To borrow a phrase from his namesake Winston Churchill, Winston Peters is a riddle wrapped in a mystery inside an enigma.
I haven’t got the space (or inclination) to carry out a biographical study of one of Parliament’s longest-serving members. Such biographies delve into not only the subject’s achievements but also their psyche, and that, in this case, would be a mysterious place indeed.
There’s no question Peters has an impressive range of talents, but his actual achievements have always fallen well short of those innate and well-honed abilities. He’s whip-smart, for a start.
His oratorical skills can shift from the technical to the populist in the blink of an eye. Those who’ve been around him will tell you he has a great sense of humour.
He can hold a room or a large crowd with his charm and wit, and performs with competence in foreign affairs. He knows how to get his point across through the media while simultaneously bashing the media. On so many fronts, he can run rings around anyone in Parliament, including his current coalition partners.
But those talents belie a hollow brittleness to Peters, which has sabotaged his ability to actually achieve anything of note.
David Lange joked in his valedictory speech that Peters wasn’t present because he’d been detained by a full-length mirror. But is that vanity the flip side of an insecurity?
It should be remembered that Peters started his political career as a young lawyer who recognised Māori were still losing land to crown actions before he stood for the Northern Māori seat in 1975.
He fought with others from Ngāti Wai to retain coastal land in a campaign that was one of one of the catalysts for the Māori Land March and his association with Dame Whina Cooper.
But somewhere along the way, he realised that instead of fighting for Māori, there was more of a political career in appealing to Pākehā fears of Māori. It’s a trick he keeps pulling out of the hat.
Peters grew up in my father’s generation and many from that generation can painfully remember being beaten at the Native Schools for speaking their mother tongue. But it wasn’t just physical punishment.
Many Māori imbibed the view that the only way to get ahead was to forget you were Māori. “Hori” became the derogatory term for being culturally or socially Māori.
Anything negative associated with being Māori, such as poverty, how you spoke or your clothes or lack of shoes, could be mocked as Hori.

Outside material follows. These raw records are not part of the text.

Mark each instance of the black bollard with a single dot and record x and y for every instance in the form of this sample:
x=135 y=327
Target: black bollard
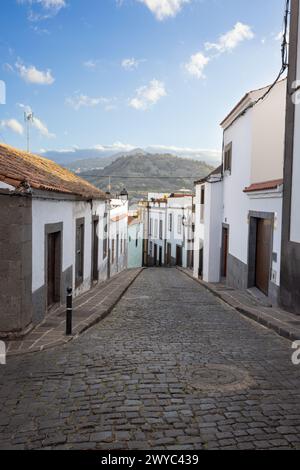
x=69 y=312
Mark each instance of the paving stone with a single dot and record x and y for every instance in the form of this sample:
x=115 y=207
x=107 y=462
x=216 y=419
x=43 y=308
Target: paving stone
x=142 y=379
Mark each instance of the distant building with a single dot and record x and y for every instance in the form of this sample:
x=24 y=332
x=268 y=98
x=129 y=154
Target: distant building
x=171 y=230
x=56 y=231
x=135 y=242
x=51 y=237
x=290 y=260
x=239 y=207
x=118 y=235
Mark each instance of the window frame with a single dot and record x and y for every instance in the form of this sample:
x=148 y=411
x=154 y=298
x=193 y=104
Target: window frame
x=228 y=158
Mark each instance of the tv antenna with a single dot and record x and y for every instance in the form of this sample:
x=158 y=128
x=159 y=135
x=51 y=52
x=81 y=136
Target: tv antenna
x=28 y=118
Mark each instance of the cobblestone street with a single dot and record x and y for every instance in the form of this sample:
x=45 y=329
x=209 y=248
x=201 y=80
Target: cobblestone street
x=172 y=367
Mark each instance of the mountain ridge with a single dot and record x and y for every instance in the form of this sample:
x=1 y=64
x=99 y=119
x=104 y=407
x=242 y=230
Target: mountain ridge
x=141 y=173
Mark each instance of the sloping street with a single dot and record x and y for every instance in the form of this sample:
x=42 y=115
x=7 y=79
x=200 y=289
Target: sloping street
x=171 y=367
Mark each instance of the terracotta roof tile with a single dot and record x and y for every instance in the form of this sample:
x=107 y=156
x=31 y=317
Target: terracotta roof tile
x=18 y=167
x=265 y=186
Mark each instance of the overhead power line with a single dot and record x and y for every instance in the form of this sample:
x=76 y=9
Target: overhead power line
x=284 y=62
x=138 y=177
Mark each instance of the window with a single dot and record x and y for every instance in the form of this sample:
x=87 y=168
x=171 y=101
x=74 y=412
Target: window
x=113 y=251
x=228 y=157
x=179 y=225
x=160 y=229
x=105 y=247
x=202 y=202
x=79 y=262
x=156 y=229
x=170 y=222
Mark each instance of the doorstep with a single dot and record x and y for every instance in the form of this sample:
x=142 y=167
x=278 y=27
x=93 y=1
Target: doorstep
x=88 y=309
x=283 y=323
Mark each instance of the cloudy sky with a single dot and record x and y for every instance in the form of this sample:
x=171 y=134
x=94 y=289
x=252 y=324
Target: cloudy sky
x=127 y=73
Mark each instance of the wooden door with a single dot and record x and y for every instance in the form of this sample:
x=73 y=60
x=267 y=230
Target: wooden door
x=179 y=255
x=53 y=268
x=201 y=262
x=263 y=254
x=225 y=243
x=155 y=255
x=95 y=250
x=169 y=254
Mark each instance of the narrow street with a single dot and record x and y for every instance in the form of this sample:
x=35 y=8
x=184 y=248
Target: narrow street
x=172 y=367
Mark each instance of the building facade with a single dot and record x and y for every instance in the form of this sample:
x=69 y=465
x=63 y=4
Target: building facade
x=135 y=242
x=171 y=231
x=290 y=260
x=55 y=232
x=118 y=236
x=239 y=215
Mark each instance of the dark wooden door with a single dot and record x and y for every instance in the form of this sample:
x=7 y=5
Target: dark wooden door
x=169 y=254
x=179 y=255
x=53 y=268
x=155 y=255
x=95 y=250
x=263 y=254
x=201 y=262
x=225 y=251
x=160 y=256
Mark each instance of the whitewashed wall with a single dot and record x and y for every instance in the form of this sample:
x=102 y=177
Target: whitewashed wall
x=236 y=202
x=199 y=229
x=118 y=227
x=295 y=219
x=271 y=203
x=212 y=232
x=46 y=211
x=157 y=214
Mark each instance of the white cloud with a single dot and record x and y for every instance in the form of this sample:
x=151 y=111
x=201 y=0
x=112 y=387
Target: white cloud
x=90 y=64
x=149 y=95
x=83 y=101
x=230 y=40
x=39 y=125
x=32 y=75
x=197 y=64
x=42 y=128
x=116 y=146
x=130 y=64
x=51 y=6
x=163 y=9
x=13 y=125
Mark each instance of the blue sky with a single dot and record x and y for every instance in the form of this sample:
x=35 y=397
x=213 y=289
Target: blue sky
x=128 y=73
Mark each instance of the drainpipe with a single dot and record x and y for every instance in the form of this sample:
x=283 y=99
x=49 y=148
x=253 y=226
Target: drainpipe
x=108 y=239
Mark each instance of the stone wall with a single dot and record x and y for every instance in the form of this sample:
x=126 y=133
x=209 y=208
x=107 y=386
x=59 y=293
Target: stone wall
x=237 y=273
x=16 y=263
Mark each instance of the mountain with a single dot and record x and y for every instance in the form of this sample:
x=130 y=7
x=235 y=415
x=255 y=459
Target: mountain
x=100 y=156
x=142 y=172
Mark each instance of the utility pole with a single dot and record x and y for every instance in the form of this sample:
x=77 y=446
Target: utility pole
x=28 y=118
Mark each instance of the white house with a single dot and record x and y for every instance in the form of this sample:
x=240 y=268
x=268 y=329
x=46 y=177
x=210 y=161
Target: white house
x=171 y=230
x=243 y=208
x=290 y=260
x=208 y=220
x=180 y=230
x=157 y=232
x=135 y=242
x=118 y=235
x=53 y=235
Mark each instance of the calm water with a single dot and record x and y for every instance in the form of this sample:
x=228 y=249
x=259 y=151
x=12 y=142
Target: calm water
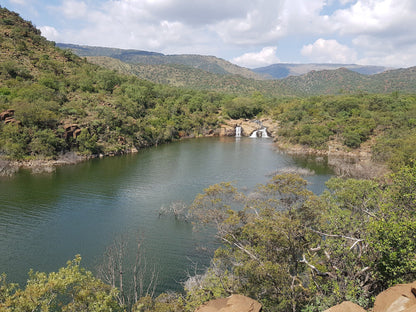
x=47 y=219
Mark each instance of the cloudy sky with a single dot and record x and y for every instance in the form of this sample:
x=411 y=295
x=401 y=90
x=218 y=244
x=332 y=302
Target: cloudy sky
x=251 y=33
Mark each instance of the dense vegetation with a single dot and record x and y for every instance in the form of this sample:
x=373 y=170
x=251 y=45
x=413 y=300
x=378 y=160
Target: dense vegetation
x=55 y=102
x=209 y=73
x=281 y=244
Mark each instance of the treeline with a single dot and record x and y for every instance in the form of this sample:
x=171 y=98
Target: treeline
x=350 y=120
x=281 y=245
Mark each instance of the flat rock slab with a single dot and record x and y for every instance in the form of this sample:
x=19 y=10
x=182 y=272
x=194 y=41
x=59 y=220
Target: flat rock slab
x=234 y=303
x=346 y=306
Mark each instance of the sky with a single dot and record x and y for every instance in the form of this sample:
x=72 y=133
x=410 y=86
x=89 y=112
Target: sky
x=249 y=33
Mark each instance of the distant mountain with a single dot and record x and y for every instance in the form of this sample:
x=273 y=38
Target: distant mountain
x=283 y=70
x=210 y=64
x=211 y=73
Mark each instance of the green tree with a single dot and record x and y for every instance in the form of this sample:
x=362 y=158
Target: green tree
x=72 y=288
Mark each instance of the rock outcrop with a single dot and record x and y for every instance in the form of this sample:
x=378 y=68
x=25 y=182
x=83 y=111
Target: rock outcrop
x=234 y=303
x=346 y=306
x=399 y=298
x=247 y=127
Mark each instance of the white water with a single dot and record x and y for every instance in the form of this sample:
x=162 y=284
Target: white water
x=238 y=132
x=263 y=133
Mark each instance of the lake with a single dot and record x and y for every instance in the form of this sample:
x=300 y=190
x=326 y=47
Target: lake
x=46 y=219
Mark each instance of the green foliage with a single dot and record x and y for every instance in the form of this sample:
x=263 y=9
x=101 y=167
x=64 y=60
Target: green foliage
x=70 y=289
x=351 y=121
x=291 y=250
x=242 y=108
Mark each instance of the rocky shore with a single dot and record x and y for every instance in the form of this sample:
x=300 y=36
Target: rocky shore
x=345 y=162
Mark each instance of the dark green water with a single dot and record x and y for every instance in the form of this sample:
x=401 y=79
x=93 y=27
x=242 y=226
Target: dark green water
x=47 y=219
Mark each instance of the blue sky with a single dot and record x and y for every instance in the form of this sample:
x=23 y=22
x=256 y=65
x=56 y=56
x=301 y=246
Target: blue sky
x=250 y=33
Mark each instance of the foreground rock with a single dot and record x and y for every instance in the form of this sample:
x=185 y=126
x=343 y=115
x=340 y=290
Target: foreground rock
x=234 y=303
x=397 y=298
x=346 y=306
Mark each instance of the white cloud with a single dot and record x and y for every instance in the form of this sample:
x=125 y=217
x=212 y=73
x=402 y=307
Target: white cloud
x=49 y=32
x=373 y=29
x=19 y=2
x=329 y=51
x=266 y=56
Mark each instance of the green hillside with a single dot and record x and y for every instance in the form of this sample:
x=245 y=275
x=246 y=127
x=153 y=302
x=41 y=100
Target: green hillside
x=336 y=81
x=209 y=64
x=283 y=70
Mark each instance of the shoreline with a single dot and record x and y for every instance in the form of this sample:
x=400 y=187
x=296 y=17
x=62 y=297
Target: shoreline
x=349 y=163
x=346 y=163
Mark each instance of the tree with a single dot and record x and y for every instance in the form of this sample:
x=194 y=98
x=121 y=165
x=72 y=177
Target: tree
x=72 y=288
x=133 y=279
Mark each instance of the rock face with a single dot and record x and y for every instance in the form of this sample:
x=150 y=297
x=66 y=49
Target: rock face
x=234 y=303
x=247 y=127
x=399 y=298
x=346 y=306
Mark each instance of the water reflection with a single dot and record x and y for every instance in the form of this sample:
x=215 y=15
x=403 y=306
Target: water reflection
x=46 y=219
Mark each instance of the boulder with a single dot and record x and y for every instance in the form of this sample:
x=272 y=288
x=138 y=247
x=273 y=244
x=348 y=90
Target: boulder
x=346 y=306
x=398 y=298
x=234 y=303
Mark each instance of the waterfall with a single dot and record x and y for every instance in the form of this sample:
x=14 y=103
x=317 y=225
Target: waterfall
x=262 y=133
x=237 y=131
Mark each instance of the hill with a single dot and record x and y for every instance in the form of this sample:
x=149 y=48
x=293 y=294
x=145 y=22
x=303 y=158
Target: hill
x=53 y=102
x=283 y=70
x=209 y=64
x=213 y=74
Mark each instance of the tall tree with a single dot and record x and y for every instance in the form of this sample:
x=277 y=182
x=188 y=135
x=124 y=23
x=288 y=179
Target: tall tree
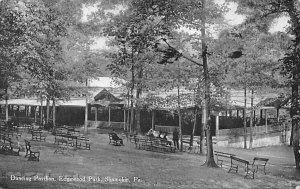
x=263 y=12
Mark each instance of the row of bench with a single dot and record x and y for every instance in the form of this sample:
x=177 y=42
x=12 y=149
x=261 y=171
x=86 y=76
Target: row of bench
x=153 y=144
x=8 y=147
x=234 y=162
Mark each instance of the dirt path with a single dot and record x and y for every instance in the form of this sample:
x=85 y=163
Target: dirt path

Even the Māori Women’s Welfare League, of which Dame Whina was the founding president, fell into this trap. The league lobbied to ban the publication of a photo essay by Ans Westra in a school journal that showed a rural Māori whānau going about their day. The kids looked perfectly happy but the poverty that the images portrayed wasn’t the way the league wanted Māori to be perceived.
This internalised self-loathing does more damage than any insults from a Pākehā racist. Whether deliberate or not, Peters has a track record of positioning himself as the safe, civilised Māori who can protect Pākehā New Zealand from the unwashed, lazy, uneducated Horis, the radical activists, the incompetent corporate iwi leaders, or any other version of Māori that he conjures up.
And it’s worked, for him, at least. His latest iteration is barking on about woke ideology, which he further denounced in a state of the nation address that captured everything from climate-change mitigation to water fluoridation.
Early in his career, Peters targeted Labour MP Koro Wētere regarding a scandal that was more hype than substance. But Wētere later took great delight in humiliating Peters in the House when he answered one of Peters’ questions in Māori without providing a translation. Peters could only sit there stewing.
I know of one retired Māori public servant who says when they spotted Peters around Parliament, they’d loudly greet him with a “kia ora”, just to wind him up. Peters would studiously ignore them and keep walking.
Peters will either studiously ignore this column or deploy his usual means of defence – attack. There will be some grouchy insults that he’ll sling, embellished with pompous adjectives such as “manifestly” and “demonstrably” to try to sound authoritative.
It’s disappointing that he doesn’t exert the same energy attacking the issues that matter, particularly those that affect Māori.
There are many issues facing Māori, such as having one of the highest rates of suicide in the world. Or the inequalities in health, incarceration and housing. When have you heard Peters speak up on these with any sustained outrage?
The shame is he had the talent and position to bridge gaps and speak across boundaries and be a leader that led. Instead, he has made his career pretending to fight against division while carefully cultivating divisions, just to maintain his profile.
He’s still detained by the full-length mirror.